All the talk about prospects and what a perfect player looks like, got me thinking about our business, and what a perfect salesperson might look like…
The first thing you would want is what I call “the first impression closer.” When this person walks in someone’s office for the first time, do they immediately look at them and think, “This is someone I can see myself doing business with?” The first glimpse of a person, the first words said by a person and the tone of the person’s words are three things people will evaluate quickly.
Next, they’d need to be someone who can be trusted. This works a couple of ways. As an employer or manager, can you trust this person to do the job? Will they consistently prospect, cold-call, do CNA’s, present, close the decision makers and service? To the clients, can this person be trusted to look out for the best interest of the business and only bring ideas that will help grow revenues and not just the package du jour. Will they service the account or just come in when it’s renewal time?

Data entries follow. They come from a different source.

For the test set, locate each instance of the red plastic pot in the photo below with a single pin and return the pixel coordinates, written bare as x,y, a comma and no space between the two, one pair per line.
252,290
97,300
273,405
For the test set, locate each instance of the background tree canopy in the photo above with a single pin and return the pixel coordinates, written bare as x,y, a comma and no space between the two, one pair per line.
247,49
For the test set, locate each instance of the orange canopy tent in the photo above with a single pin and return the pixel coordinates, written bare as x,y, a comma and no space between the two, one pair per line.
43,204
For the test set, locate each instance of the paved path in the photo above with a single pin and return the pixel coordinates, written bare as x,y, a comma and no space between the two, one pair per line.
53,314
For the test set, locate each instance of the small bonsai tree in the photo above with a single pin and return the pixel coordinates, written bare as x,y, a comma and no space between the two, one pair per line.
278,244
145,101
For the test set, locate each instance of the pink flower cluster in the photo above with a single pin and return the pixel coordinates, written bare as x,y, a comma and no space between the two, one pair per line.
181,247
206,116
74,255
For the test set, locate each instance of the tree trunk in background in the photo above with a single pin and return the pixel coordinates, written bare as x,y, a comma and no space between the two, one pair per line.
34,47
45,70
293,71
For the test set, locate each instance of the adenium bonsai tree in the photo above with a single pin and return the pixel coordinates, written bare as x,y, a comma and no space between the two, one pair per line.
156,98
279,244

Creativity would be high up on my list. Reps who are good at coming up with ideas for their clients generally retain more business. Whether it be a traffic driving promotion, something designed to increase social following, or simply putting together really good copy, if you can make your clients stand out in creative ways, you’ll provide the best added value they can ask for.
The perfect seller would have Energizer Bunny-esque work ethic. If your sales manager has to think about whether or not you are someone who works hard at the job, something is wrong. They should see it in the way you move. I’ve mentioned this before, but the best compliment I’ve ever been given from a boss was one who told me that “wind moved when I walked,” translated as – I move with a purpose because I’m busy trying to make things happen.

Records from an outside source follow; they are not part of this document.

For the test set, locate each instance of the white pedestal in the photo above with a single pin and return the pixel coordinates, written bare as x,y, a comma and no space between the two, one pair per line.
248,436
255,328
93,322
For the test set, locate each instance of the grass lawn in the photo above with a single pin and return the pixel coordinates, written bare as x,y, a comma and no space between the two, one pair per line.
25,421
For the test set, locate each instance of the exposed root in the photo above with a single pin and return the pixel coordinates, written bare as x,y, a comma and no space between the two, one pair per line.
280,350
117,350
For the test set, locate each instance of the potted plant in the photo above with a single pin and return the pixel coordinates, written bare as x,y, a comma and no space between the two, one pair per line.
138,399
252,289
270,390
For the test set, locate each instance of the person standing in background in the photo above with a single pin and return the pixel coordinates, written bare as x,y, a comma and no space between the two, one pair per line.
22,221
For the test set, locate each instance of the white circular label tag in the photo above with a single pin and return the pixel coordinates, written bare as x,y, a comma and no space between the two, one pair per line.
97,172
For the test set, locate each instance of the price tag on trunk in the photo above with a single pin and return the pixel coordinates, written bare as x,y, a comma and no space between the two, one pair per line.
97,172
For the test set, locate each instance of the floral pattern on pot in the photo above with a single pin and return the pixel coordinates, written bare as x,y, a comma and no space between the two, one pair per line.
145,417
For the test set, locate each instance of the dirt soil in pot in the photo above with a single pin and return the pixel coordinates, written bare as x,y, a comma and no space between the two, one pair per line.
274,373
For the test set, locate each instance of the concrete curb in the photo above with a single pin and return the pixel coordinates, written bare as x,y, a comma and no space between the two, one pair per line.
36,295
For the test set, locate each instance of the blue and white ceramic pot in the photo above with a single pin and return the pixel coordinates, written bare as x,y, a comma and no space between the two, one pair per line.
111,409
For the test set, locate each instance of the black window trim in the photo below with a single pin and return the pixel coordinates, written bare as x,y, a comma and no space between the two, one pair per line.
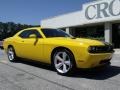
30,30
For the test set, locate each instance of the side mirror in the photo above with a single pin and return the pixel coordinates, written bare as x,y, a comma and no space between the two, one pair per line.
32,36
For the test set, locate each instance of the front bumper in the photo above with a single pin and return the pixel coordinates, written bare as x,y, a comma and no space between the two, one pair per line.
95,60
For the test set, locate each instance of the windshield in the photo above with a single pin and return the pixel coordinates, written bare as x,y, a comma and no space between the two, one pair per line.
55,33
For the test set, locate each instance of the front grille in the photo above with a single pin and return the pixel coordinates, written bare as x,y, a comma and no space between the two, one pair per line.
101,49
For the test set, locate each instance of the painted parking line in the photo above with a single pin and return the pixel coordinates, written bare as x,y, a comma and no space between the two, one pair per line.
3,61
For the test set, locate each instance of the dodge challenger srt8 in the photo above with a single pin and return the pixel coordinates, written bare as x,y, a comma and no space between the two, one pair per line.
57,48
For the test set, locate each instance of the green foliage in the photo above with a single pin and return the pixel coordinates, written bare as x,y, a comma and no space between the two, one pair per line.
9,29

Along those same lines, this person would need to be “on” twenty-four-seven. Ours is far from a 9-5 business and the really successful reps know that you’re, at the very least, always prospecting for new business.
I give everyone I interview the same scenario to describe to them what a successful seller in our industry is like. I describe a scene where you are eating dinner with someone and you overhear the person behind you describing their new business to a friend of theirs. The best in our industry will make sure they don’t leave that restaurant without introducing themselves and giving a card to the business owner behind them.
If there was such a thing as the salesperson combine, these would be the skills I would want to see. Give me a trustworthy, well-spoken and well-dressed, creative person with endless energy and the ability to always be looking for ways to connect with decision makers and I’ll put them at the top of my draft board every single time.